Student unions at 13 campuses across the country have spent the last week gathering names for petitions to put forth a referendum to defederate their respective unions from the national organization, currently Canada’s largest student lobby group, involving 83 different student unions across Canada.
Approximately two years ago, students at SFU, the University of Cape Breton, and Kwantlen University College put forward similar referendums; however, all three failed as the CFS claimed referendum bylaws had been broken. The CFS then pursued litigation, causing students to further delay defederation proceedings.
Recently, the CFS has come under scrutiny from critics accusing it of being corrupt, politically motivated, and not looking out for the interests of students.
“Students are slowly becoming aware that the CFS is not a democratic organization that represents students,” stated Dean Tester, organizer of the referendum petition at Carleton University in Ottawa.
The Carleton University Students’ Association, a local branch of the CFS, made international headlines last year when it cancelled Shinerama, a fundraising event for Cystic Fibrosis on the grounds that it “only affected white men.” This was the basis of angry editorials from a variety of publications, such as the National Post and Forbes Magazine and, according to Tester, the catalyst in Carleton’s anti-CFS movement.
“What we want to see is students working for students, not students working for salaries,” concluded Tester. “The movement itself is a sham and merely a front for a $6 million-corporation.”

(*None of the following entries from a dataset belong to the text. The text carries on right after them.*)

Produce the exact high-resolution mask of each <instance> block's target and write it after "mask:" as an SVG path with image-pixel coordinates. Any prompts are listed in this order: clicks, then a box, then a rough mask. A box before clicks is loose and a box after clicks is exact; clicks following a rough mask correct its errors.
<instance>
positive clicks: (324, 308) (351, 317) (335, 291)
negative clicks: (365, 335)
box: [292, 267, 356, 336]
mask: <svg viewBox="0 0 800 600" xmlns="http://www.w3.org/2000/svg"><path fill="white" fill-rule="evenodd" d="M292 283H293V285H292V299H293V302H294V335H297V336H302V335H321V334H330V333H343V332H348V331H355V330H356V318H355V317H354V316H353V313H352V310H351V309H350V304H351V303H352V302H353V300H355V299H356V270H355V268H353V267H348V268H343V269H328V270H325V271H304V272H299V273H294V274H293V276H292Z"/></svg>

“It’s time to ask what’s working, and what’s not working. If the CFS isn’t working in the opinions of students, the funds should be redirected to stay on campus,” added José Barrios, the coordinator of the referendum petition at the University of Victoria. In two days of petitioning, the disenfranchised UVic students received nearly half the signatures required to put forth a referendum.
In British Columbia two student unions, the University of Victoria Students’ Society, and the Kwantlen Student Association are both actively petitioning to begin the defederation process from the CFS.

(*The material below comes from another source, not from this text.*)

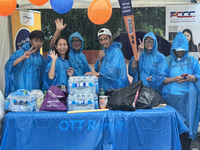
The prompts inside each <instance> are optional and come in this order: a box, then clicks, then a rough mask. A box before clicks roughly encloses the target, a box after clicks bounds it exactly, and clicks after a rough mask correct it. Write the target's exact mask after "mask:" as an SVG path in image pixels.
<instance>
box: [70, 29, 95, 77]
mask: <svg viewBox="0 0 200 150" xmlns="http://www.w3.org/2000/svg"><path fill="white" fill-rule="evenodd" d="M73 37H78V38H80V40H81V41H82V47H81V48H80V51H79V52H76V51H75V50H74V49H73V47H72V44H71V41H72V38H73ZM69 45H70V52H69V61H70V64H71V66H72V68H73V69H74V76H83V75H84V74H85V73H86V72H91V71H92V70H91V69H90V66H89V64H88V62H87V59H86V57H85V55H84V54H83V53H82V50H83V46H84V41H83V37H82V36H81V35H80V34H79V33H78V32H74V33H73V34H71V35H70V37H69Z"/></svg>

The University of Victoria Graduate Students’ Society already successfully left the CFS in March of 2008.
Students at these universities are fed up with the gross incompetence and corruption in the CFS, according to various campus representatives. Barrios credits the success of the petition thus far, to the student body’s annoyance with the CFS’s incompetence. “There’s a lack of transparency, and lack of accountability in the CFS and it’s very obvious.”

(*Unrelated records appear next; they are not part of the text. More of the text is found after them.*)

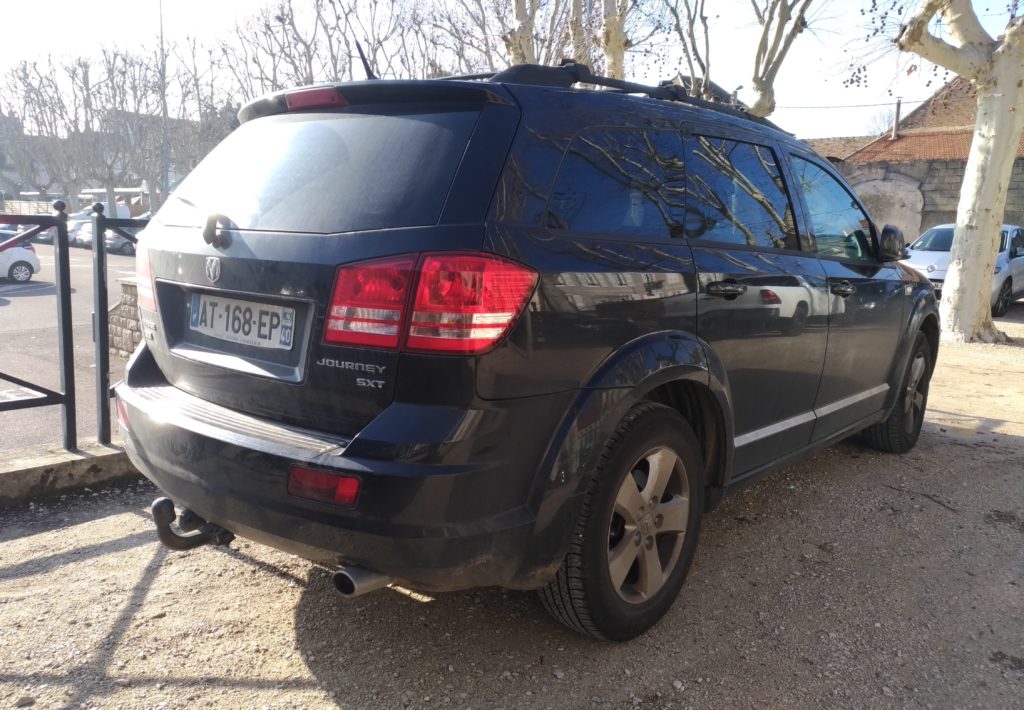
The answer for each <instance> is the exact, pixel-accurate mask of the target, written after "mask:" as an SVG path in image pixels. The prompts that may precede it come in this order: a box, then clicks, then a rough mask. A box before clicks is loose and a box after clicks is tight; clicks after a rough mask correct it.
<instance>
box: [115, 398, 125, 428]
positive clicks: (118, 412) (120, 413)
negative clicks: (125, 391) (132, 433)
mask: <svg viewBox="0 0 1024 710" xmlns="http://www.w3.org/2000/svg"><path fill="white" fill-rule="evenodd" d="M114 407H115V409H116V410H117V412H118V423H119V424H121V426H122V427H124V430H125V431H127V430H128V405H126V404H125V401H124V400H122V399H121V398H120V396H116V398H114Z"/></svg>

According to Barrios, the money collected from the student unions by the CFS that should be used to represent students on campus is being used elsewhere, sometimes to fight in court against other universities who attempt to defederate. Student unions across Canada pay membership fees to the CFS ranging from $40,000 to $400,000, annually.
Should the petition at the student societies achieve the 10 per cent quorum required for a referendum, the CFS will have the final say on whether the petition is legitimate or not. It could take the CFS up to five months to decide to recognize the petition. If the petition is deemed legitimate by the CFS, litigation could be brought forward to ensure that the union remains in compliance with CFS bylaws, and a date would be set for a referendum.
Barrios, Tester, and other petition organizers across the country are worried about the CFS bylaws, but see it as part of the path to defederation.
When asked about the issue, the spokesperson for the CFS British Columbia office had no knowledge of any such petitions calling for referendums. The acting national representative of the CFS, current Treasurer Dave Mulenhuis could not be reached for comment before The Peak went to press.